Nebulosa do Crânio Exposto é revelada com nitidez sem precedentes
Imagens da Nebulosa do Crânio Exposto revelam novos detalhes
Recentemente, foram divulgadas imagens impressionantes do Telescópio Espacial James Webb (JWST), da NASA. Essas fotos mostram uma nebulosa pouco conhecida, que envolve uma estrela em sua fase final de vida, com uma clareza sem precedentes. Capturadas em luz infravermelha, as imagens conseguem atravessar nuvens de poeira, revelando estruturas que antes eram invisíveis.
Conhecida como PMR 1, a nebulosa se assemelha a um cérebro dentro de um crânio transparente, o que lhe rendeu o apelido de “Nebulosa do Crânio Exposto”. As novas imagens acentuam essa aparência, com divisões que formam o que parecem ser dois hemisférios cerebrais.

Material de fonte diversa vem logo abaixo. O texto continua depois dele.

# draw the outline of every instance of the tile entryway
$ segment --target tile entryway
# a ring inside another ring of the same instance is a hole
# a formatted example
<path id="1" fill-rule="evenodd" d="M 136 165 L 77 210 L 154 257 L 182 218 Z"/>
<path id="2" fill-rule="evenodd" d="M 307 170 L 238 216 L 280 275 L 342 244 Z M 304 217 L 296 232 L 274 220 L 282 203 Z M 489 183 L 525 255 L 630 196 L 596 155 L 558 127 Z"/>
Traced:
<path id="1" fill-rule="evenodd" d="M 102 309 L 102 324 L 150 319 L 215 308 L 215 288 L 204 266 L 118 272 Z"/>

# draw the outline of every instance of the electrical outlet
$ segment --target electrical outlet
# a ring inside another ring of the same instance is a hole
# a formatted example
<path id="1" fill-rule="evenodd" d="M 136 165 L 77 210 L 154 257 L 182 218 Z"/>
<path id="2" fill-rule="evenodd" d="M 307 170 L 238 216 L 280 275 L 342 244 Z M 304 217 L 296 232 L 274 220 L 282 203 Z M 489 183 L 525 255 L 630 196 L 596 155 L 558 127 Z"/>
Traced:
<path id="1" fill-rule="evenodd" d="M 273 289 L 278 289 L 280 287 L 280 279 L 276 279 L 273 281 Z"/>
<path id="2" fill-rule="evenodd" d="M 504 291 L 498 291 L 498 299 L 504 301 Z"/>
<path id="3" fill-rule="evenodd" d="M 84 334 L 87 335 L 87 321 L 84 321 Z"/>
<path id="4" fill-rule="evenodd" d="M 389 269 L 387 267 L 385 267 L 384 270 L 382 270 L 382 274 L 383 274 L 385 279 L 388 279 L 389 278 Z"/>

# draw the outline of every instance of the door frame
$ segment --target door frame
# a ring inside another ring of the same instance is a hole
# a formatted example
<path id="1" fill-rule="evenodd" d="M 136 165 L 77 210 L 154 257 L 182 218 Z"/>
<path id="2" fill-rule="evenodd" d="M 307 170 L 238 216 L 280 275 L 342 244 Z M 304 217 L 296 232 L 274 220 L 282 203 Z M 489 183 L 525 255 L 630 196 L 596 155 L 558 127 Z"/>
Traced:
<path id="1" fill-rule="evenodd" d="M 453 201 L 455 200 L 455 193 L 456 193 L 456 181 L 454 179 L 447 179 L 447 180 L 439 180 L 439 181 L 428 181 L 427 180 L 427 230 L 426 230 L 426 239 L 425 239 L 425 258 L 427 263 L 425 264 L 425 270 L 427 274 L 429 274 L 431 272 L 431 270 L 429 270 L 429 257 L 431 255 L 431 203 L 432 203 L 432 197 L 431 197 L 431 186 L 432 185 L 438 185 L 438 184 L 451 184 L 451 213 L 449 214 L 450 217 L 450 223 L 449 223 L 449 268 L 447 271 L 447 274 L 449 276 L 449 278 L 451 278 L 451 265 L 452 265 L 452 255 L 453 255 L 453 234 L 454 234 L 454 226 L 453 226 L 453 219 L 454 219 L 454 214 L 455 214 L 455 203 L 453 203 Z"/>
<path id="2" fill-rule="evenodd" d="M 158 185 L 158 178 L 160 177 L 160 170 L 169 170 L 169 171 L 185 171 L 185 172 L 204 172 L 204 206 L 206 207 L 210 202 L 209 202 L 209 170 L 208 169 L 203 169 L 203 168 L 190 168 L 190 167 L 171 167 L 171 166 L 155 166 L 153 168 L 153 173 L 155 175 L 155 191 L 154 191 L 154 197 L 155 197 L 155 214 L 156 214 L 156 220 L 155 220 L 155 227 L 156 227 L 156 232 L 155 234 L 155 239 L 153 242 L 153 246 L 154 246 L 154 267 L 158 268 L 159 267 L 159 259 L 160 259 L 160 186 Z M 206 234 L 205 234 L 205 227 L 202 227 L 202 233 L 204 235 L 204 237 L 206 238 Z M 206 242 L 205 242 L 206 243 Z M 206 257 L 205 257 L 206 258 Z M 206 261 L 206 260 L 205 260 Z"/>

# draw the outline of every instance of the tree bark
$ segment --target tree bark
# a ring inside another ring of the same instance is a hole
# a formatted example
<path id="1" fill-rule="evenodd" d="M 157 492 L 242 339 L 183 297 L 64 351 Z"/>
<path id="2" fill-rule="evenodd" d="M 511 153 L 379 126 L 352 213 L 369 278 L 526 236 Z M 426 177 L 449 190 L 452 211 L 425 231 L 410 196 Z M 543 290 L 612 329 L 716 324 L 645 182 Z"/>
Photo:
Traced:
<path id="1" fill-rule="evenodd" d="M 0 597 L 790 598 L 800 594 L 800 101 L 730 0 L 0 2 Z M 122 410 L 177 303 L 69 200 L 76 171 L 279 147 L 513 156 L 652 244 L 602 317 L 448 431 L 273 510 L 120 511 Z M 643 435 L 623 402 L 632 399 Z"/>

Observações antigas ganham nova vida
A nebulosa já havia sido registrada há mais de dez anos pelo Telescópio Espacial Spitzer, que está aposentado. Com a tecnologia avançada do Webb, os astrônomos agora conseguem observar a região com muito mais definição, revelando características antes não percebidas.
As imagens foram obtidas pela Câmera de Infravermelho Próximo (NIRCam) e pelo Instrumento de Infravermelho Médio (MIRI) do JWST. A NIRCam destaca o gás mais quente e estruturas internas bem definidas, incluindo uma faixa escura que atravessa o centro da nebulosa. O MIRI, por sua vez, foca em regiões mais frias e no material que parece estar sendo expelido.
Avanços na observação do cosmos
Lançado em 2022, o JWST é considerado o telescópio espacial mais avançado em operação atualmente e representa uma colaboração internacional entre a NASA, a Agência Espacial Europeia (ESA) e a Agência Espacial Canadense (CSA). Desde seu início, vem transformando nossa compreensão do universo.
Estrutura da nebulosa e suas implicações
As análises indicam que a nebulosa foi formada em diferentes etapas ao longo do tempo. A camada externa, rica em hidrogênio, foi expelida primeiro pela estrela. Internamente, a nebulosa possui uma estrutura mais definida, composta por vários gases e formas acentuadas. A faixa escura que corta o centro pode estar relacionada a jatos de material lançados pela estrela central. Durante o envelhecimento das estrelas, elas podem liberar fluxos em direções opostas, moldando o gás ao seu redor. As novas imagens mostram indícios de que esse processo ainda está em andamento.
O futuro da estrela central ainda é incerto. Se sua massa for grande, poderá terminar como uma supernova. Caso tenha um tamanho semelhante ao do Sol, poderá perder suas camadas gradualmente, resultando em um núcleo denso conhecido como anã branca, que esfriará ao longo de bilhões de anos. Independentemente do desfecho, o destino final permanece um mistério.